I recently found about the asm
keyword in c++ that allows us to write inline assembly in c++. Is there any way to cheese solutions by it? I googled but they say "constants don't matter, focus on complexity.." I KNOW, THANK YOU. I want to know will it make my n^3 pass in n<=1000
asm reference
Compiler already performs a lot of optimizations and ultimately C++ produces assembly code before the machine code. Writing assembly would only be viable if you have a lot of time (which you don't have in contests) AND provided that you are expert at assembly language.
Mostly not.
It's only marginally faster, you can choose the same speed if you use a better algorithm. Inline asm can be long to type. And difficult too, imagine doing DP and having to deal with stack & frame pointers, not fun. Do it because you want to get better at assembly not for faster cf solutions. And don't do them for contests.
No it won't. Modern compilers optimize code well enough. I sometimes rewrite my code in assembly but only gain ~1.3 speed increase. BTW, if you like such optimizations, take a look at SIMD intrinsics, they may halve the execution time in some cases.

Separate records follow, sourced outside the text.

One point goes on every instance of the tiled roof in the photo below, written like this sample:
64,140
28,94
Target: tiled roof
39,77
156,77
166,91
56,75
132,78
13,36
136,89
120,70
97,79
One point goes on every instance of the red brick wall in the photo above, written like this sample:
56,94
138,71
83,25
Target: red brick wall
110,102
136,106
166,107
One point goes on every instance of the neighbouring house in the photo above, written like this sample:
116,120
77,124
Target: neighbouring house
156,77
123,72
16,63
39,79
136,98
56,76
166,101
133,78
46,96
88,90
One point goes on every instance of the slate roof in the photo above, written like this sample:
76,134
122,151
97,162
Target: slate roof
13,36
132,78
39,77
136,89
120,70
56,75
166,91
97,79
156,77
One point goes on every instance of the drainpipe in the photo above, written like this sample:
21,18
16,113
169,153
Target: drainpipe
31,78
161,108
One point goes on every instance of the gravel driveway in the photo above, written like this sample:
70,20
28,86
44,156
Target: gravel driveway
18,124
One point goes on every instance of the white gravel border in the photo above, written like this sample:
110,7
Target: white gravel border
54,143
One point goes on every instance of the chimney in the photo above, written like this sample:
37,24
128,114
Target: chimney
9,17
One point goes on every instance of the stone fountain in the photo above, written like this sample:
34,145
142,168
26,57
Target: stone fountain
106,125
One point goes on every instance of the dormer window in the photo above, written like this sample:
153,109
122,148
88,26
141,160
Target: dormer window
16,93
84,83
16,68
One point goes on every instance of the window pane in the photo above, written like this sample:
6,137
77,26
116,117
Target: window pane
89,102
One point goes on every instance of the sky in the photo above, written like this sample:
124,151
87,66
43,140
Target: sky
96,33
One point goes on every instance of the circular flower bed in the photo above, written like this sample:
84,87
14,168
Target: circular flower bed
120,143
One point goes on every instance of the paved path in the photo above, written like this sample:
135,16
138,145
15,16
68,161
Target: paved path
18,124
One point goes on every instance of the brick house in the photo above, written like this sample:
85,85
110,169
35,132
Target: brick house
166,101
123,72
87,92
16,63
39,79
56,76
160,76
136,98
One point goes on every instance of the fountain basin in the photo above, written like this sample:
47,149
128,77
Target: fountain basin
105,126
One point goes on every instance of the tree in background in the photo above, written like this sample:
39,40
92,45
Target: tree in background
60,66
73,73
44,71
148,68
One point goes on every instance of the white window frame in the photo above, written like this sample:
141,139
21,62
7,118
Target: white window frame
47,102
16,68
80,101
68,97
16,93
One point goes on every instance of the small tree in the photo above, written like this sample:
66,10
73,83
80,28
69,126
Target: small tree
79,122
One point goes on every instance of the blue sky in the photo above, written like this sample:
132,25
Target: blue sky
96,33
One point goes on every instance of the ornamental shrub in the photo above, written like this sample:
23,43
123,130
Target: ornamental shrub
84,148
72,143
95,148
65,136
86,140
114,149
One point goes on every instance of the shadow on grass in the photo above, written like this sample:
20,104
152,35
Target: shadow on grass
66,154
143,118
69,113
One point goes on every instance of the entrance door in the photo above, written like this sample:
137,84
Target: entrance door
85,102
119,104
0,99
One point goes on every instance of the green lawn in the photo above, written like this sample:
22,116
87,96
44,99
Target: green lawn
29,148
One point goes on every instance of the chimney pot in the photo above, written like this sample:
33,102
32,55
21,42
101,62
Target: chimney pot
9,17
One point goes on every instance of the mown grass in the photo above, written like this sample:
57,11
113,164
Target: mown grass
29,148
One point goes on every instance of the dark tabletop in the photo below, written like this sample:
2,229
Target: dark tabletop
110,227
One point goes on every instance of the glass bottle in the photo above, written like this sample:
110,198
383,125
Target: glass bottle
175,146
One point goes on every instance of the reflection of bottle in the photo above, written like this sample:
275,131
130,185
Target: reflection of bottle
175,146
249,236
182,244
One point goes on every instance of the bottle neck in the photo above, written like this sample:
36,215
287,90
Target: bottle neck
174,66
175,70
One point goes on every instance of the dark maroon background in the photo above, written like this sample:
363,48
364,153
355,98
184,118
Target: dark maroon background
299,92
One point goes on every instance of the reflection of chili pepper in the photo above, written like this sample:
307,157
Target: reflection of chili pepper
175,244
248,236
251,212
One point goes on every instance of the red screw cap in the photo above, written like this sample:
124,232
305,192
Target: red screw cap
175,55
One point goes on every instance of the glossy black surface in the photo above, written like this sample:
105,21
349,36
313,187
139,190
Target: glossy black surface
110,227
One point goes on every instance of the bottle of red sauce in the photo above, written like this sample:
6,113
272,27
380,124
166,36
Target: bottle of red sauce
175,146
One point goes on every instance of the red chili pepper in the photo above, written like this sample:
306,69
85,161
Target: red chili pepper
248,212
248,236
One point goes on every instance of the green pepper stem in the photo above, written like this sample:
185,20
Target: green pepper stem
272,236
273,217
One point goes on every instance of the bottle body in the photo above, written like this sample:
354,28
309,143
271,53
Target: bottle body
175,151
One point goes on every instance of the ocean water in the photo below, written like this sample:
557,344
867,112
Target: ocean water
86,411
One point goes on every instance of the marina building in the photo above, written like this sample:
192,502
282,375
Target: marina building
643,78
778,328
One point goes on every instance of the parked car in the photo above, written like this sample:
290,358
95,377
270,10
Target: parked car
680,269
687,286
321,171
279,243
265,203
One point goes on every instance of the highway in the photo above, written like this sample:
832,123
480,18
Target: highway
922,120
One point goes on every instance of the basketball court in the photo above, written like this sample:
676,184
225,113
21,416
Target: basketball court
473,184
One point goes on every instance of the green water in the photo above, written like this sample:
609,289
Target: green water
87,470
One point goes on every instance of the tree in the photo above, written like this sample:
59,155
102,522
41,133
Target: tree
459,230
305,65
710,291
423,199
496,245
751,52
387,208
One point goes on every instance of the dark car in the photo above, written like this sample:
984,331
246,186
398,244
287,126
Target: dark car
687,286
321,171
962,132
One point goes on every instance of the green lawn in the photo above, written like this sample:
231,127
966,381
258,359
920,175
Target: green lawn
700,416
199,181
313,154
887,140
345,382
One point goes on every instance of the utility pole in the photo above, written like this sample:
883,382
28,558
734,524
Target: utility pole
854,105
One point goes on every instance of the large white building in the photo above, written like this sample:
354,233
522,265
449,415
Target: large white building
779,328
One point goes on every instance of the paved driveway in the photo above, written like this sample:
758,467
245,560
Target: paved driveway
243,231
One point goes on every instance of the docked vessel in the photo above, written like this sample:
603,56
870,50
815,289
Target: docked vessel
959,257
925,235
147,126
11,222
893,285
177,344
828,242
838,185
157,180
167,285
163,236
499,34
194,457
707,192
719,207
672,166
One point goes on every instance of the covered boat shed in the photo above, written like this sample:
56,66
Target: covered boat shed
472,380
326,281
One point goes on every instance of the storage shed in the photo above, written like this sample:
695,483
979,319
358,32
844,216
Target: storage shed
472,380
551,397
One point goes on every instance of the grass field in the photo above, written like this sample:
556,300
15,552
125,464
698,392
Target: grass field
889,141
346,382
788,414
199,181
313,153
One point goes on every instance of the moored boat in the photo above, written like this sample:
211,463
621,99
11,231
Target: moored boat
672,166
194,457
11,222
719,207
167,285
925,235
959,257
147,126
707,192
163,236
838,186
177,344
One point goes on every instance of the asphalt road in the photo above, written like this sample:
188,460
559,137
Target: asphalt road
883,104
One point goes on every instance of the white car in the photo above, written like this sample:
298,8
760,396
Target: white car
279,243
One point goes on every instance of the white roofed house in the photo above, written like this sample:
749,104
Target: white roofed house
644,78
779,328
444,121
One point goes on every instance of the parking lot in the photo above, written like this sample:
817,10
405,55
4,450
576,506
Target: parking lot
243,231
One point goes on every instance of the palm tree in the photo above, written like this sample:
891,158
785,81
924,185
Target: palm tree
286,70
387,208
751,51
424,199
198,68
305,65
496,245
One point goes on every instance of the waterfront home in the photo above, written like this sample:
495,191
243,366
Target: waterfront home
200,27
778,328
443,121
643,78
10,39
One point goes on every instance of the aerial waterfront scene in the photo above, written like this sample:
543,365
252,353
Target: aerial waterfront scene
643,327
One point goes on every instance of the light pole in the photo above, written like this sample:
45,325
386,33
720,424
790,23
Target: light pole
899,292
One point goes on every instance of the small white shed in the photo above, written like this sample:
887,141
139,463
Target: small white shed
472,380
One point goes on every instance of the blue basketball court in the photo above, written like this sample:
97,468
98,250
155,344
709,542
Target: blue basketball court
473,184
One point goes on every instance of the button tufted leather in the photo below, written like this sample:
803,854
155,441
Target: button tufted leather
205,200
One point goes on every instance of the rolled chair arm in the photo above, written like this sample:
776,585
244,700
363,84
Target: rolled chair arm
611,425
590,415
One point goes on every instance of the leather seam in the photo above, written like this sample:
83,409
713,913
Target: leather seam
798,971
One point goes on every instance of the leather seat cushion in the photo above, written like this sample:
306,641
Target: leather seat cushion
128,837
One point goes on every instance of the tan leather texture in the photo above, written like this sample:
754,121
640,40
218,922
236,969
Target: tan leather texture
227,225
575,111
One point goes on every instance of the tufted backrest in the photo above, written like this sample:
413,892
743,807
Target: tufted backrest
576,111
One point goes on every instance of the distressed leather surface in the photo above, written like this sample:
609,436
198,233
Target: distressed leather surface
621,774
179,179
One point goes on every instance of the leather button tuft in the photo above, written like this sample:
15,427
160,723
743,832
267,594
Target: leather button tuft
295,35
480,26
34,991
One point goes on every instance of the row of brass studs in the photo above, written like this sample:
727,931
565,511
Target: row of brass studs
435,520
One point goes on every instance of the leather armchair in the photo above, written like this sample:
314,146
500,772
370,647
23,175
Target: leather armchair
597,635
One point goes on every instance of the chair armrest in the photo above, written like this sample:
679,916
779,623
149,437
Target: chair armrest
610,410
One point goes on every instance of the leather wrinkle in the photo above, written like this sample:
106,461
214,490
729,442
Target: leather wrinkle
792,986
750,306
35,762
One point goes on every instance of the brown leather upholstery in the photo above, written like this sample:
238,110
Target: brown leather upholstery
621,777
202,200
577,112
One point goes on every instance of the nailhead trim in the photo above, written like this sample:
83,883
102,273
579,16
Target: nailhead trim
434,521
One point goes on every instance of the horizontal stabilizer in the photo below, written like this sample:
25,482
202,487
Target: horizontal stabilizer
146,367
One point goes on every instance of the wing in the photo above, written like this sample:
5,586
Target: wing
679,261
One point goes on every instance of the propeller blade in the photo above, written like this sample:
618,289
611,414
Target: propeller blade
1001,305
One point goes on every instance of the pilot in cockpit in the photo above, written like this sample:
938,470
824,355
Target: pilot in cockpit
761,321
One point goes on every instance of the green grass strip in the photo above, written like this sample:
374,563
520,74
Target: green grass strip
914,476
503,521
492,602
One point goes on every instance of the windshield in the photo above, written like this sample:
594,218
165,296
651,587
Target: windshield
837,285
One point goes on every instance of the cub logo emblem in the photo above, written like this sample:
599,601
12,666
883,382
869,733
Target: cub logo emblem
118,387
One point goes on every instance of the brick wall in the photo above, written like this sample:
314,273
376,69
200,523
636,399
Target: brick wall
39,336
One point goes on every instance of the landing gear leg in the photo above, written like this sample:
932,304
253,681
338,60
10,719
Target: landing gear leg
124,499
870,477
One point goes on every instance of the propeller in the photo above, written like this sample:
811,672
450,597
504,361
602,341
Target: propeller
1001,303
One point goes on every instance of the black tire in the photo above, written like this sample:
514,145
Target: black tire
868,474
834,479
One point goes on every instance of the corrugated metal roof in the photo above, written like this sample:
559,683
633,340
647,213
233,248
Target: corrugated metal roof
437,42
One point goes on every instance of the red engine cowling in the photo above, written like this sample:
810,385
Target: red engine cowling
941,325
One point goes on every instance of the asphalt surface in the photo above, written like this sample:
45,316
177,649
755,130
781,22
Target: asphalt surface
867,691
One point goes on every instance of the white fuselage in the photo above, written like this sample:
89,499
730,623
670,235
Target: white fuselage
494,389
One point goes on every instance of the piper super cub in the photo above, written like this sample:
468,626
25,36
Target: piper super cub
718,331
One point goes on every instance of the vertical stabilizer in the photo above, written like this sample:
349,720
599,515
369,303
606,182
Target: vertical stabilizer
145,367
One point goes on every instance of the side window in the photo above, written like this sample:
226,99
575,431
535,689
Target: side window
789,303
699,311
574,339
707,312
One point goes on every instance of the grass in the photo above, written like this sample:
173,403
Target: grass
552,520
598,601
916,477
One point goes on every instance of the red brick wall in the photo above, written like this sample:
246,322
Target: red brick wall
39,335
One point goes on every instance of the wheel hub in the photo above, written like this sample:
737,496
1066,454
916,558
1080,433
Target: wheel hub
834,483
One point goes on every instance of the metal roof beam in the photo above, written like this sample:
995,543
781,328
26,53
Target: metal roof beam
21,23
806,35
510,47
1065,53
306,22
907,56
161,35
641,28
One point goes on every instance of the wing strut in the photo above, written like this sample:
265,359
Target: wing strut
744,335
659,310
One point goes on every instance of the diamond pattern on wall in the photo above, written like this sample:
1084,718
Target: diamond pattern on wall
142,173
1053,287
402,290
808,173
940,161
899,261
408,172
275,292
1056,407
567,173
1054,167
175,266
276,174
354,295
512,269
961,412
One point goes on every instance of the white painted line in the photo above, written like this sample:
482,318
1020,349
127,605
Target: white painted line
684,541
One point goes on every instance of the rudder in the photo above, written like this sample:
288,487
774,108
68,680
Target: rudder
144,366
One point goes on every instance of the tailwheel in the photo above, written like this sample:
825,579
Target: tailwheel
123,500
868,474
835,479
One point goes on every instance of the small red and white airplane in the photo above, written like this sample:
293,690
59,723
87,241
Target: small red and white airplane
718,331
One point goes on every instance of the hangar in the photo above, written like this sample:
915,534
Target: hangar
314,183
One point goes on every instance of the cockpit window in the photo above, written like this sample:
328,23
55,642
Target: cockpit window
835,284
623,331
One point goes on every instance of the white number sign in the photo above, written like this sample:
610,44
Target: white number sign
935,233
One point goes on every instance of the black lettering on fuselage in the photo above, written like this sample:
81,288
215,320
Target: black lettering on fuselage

Just for some more info about SIMD parallelism, if you write code in a compiler-friendly way (alignment of data -- as well as removing data dependencies -- in a manner that allows the compiler to optimize using SIMD parallelism), then it's quite reasonable to expect the compiler to use SIMD wherever possible, so the OP doesn't even need to worry about writing code using SIMD at all.
What follows is some general advice for squeezing in solutions within strict time limits, after you've done all possible optimizations like bitsets/replacing data structures/fast io.
What could possibly lead to a better performance boost in many practical cases would be to try to avoid branches (and thereby reducing checks) as much as possible. I would personally not recommend doing this, since one extreme of this would be using goto in your code where you are guaranteed to satisfy certain conditions, which can be confusing and harder to debug in some cases. A practical way of avoiding branches is to directly encode conditions into the answer (for a very simple example, if you want ceil(x / 2), you can try (x >> 1) + (x & 1) or (x + 1) >> 1 instead of checking for x modulo 2).
Another more important thing is the cache-friendliness of your algorithm, but unfortunately (or fortunately), most solutions to the same problem have similar cache-friendliness, so that doesn't make a lot of difference in CP, but you can try to ensure that you have the least number of cache misses possible if you're trying to squeeze in your solution. There was a discussion about the implementation of a sparse table some time ago, which showed how significant cache misses really are (most of the time taken by a program is spent waiting for the data, and L1-caches are orders of magnitude faster than L3-caches, so you can get an idea about this effect).